His backhandings and beatings and sneaky nocturnal raids on my person accrued with my advancing teens. Like the slave owners in the not-so-distant past, he unctuously assumed it was his right to do as he pleased with the flesh under his care. No season went by without a bruise on my face for "answering back." I grew accustomed to awakening in the dark to find him kneeling beside my bed, engaged in one of his proprietary gropes beneath my nightgown. If I cried out, he would shush me sanctimoniously. Did I want to wake the baby, the babies? I'd been moaning in my sleep again, he said, and he'd only come to check.

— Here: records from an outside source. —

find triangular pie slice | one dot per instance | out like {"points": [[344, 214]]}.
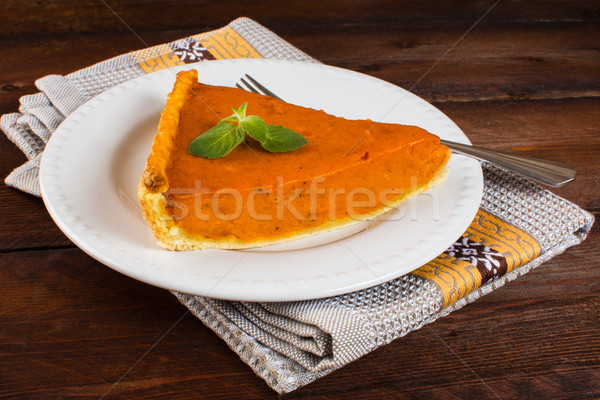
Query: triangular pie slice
{"points": [[349, 171]]}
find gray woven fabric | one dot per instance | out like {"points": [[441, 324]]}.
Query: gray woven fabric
{"points": [[291, 344]]}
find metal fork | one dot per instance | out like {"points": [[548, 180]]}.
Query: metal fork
{"points": [[552, 173]]}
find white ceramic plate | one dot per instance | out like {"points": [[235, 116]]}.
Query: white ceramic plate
{"points": [[92, 164]]}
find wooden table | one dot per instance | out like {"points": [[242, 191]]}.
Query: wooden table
{"points": [[526, 78]]}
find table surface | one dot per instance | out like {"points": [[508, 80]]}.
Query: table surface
{"points": [[524, 78]]}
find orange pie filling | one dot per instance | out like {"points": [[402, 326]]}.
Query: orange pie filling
{"points": [[348, 171]]}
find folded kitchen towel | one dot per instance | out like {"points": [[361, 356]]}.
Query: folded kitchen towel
{"points": [[518, 227]]}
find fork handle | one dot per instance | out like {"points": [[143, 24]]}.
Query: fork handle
{"points": [[551, 173]]}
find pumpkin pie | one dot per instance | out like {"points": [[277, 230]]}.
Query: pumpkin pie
{"points": [[349, 171]]}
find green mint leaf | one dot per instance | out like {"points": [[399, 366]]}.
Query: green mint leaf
{"points": [[233, 118], [218, 141], [255, 126], [240, 112], [279, 139]]}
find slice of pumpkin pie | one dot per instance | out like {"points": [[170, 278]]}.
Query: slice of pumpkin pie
{"points": [[347, 171]]}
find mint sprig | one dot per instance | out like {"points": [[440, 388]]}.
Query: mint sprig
{"points": [[219, 140]]}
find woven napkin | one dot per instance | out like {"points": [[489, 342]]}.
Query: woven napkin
{"points": [[518, 227]]}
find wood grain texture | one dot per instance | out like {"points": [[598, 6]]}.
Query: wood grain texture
{"points": [[525, 79]]}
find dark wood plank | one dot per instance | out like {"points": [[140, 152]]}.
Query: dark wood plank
{"points": [[38, 18], [510, 61]]}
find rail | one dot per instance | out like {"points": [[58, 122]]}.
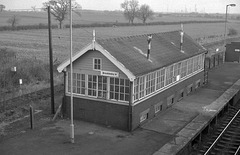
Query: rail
{"points": [[209, 149]]}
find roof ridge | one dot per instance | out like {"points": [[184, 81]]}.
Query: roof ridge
{"points": [[134, 36]]}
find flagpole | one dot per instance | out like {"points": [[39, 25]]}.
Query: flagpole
{"points": [[71, 75]]}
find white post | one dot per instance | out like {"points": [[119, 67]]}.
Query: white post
{"points": [[71, 76]]}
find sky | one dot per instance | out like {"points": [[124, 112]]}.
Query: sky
{"points": [[202, 6]]}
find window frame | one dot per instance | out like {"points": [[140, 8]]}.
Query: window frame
{"points": [[100, 64]]}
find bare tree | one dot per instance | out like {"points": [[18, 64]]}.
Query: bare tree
{"points": [[130, 9], [60, 8], [145, 12], [13, 21], [2, 7]]}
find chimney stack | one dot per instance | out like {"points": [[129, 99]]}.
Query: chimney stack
{"points": [[149, 46], [94, 39]]}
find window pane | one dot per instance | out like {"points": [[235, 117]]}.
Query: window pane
{"points": [[111, 80], [126, 97], [122, 89], [122, 82], [122, 97], [111, 95], [111, 88], [127, 82], [116, 96], [116, 81]]}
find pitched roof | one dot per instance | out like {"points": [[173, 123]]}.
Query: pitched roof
{"points": [[129, 53], [165, 50]]}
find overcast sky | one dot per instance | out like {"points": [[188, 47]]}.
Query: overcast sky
{"points": [[208, 6]]}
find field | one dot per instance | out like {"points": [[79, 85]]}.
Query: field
{"points": [[34, 43], [89, 17]]}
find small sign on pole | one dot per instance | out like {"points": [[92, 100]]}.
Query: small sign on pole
{"points": [[20, 81], [14, 69]]}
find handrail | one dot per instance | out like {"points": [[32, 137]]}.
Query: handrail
{"points": [[221, 134]]}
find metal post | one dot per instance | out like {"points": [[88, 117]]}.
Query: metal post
{"points": [[51, 61], [225, 31], [31, 117], [130, 107], [71, 75]]}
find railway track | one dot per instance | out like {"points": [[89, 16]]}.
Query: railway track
{"points": [[225, 137]]}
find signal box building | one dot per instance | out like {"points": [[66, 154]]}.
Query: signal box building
{"points": [[123, 82]]}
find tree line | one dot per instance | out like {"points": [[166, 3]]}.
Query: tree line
{"points": [[60, 10], [133, 10]]}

During my last year of high school I wrote a masterful begging letter to Mother's rich cousin in Alabama, the one who had wanted to annex me and Mother, and she agreed to pay for one semester at a time at a junior college for girls in Raleigh. If I kept up my grades, there would be another semester, "but after two years, darling, you're on your own." The implication being that two years would give any diligent girl time to either win a scholarship to the state university or find a husband to support her. Already at seventeen the rich cousin had snared her future millionaire, as she had more than once pointed out.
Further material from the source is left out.